The Derelict Star Debate: Blow's Rage vs Game's Reputation

A couple of weeks ago on X, someone reposted Braid and The Witness creator Jonathan Blow into my feed. He was sounding off about a new indie platformer called Derelict Star that has quietly gained an audience among movement platformer enthusiasts since its early April release. Blow was not impressed. “The intro level made me rage quit, unfortunately,” he wrote, before veering into sarcasm.

‘Haha here are a bunch of jumps that are hard in an uninteresting way like every other game, but we are going to give you controls that are clunkier than any other game, and we won’t polish them…’

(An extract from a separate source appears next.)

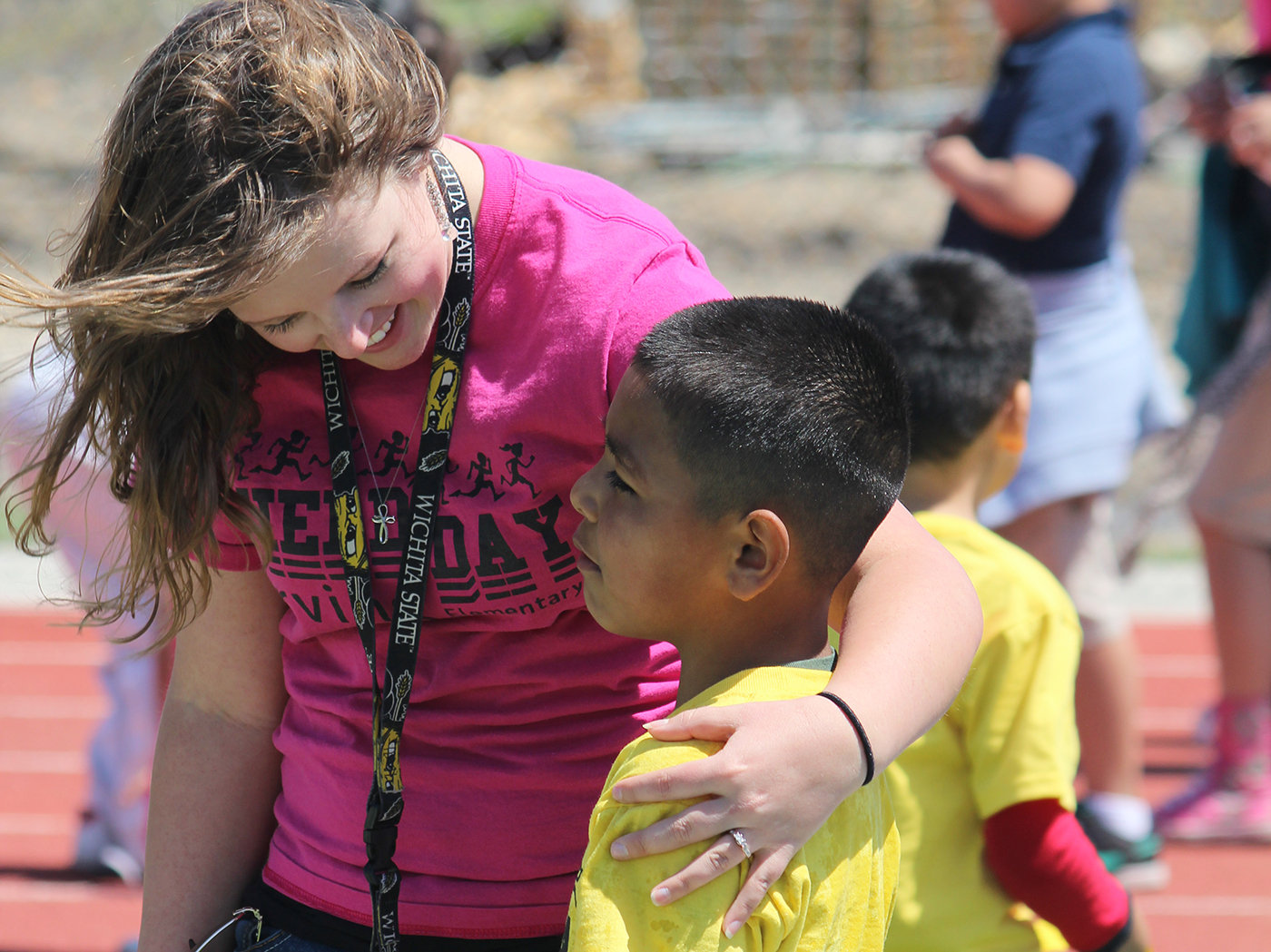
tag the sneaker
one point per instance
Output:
(1135, 863)
(1232, 800)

Derelict Star is the most gloriously and pedantically fine‑tuned movement platformer I’ve played in recent memory. It hits the same notes that kept me glued to games like N++ and Baby Steps for months. A bullet list of its standout features:

  • Pixel art reminiscent of Pico‑8, crisp enough to see each right angle.
  • Movement system built around speed, momentum, and subtle wall bounces.
  • P‑Meter evolved from SMB3 into a core puzzle mechanic.

I bought it after a recommendation that tied me back to my love of N++. Six hours in, Jonathan Blow is entitled to his opinion, but he is cosmically wrong about this one. Derelict Star is a gem.

Why Derelict Star Stands Out Among Indie Platformers

The game follows an unnamed astronaut whose spaceship has run out of power en route home. To escape a lonely death they must pillage power cells from an abandoned freighter, creating a metroidvania of around 500 discrete screens. Visuals resemble the imaginary Pico‑8 console; its chunky pixel art sits on a threshold between the Atari 2600 and 8‑bit eras. While it looks gorgeous, the clarity of each pixel’s right angles also feels like a practical consideration in this precision platformer where you need to see them.

Derelict Star is the most gloriously and pedantically fine‑tuned movement platformer I’ve played in recent memory. It hits the same notes that kept me glued to games like N++ and Baby Steps for months. The player‑character only has legs, a jetpack, and a growing understanding of how speed and momentum can help them reach heights or weave through obstacles that initially look impossible.

Derelict Star feels unwieldy and “clunky” for about five minutes. After ten minutes it adopts an expressive fluency. In a way that channels both Rain World and Öoo, after an hour I started to cotton on to finer subtleties of movement through gradual quiet instruction from the game itself, such as the occasional importance of bouncing off walls to gain momentum.

Speaking to PC Gamer over Discord, Derelict Star creator John Williams aka gate said watching Super Mario Maker streamers play kaizo Super Mario World ROM hacks helped him gain an appreciation for the complexity of Mario’s moveset in the SNES classic. “I don’t necessarily mind platformers that control like Mega Man given they’re doing something else interesting, but I do think that stateful, momentum‑focused platforming is under‑served,” Williams said. He also cites N as an inspiration: “The astronaut inherits momentum from platforms and conveyors because it felt important aesthetically for an astronaut to mostly obey physics.”

“I love Derelict Star – maybe sort of like what The Ramones did for pre‑Beatles pop music,” he added, praising the game on Bluesky. It’s a testament to how Derelict Star reimagines classic mechanics with modern flair.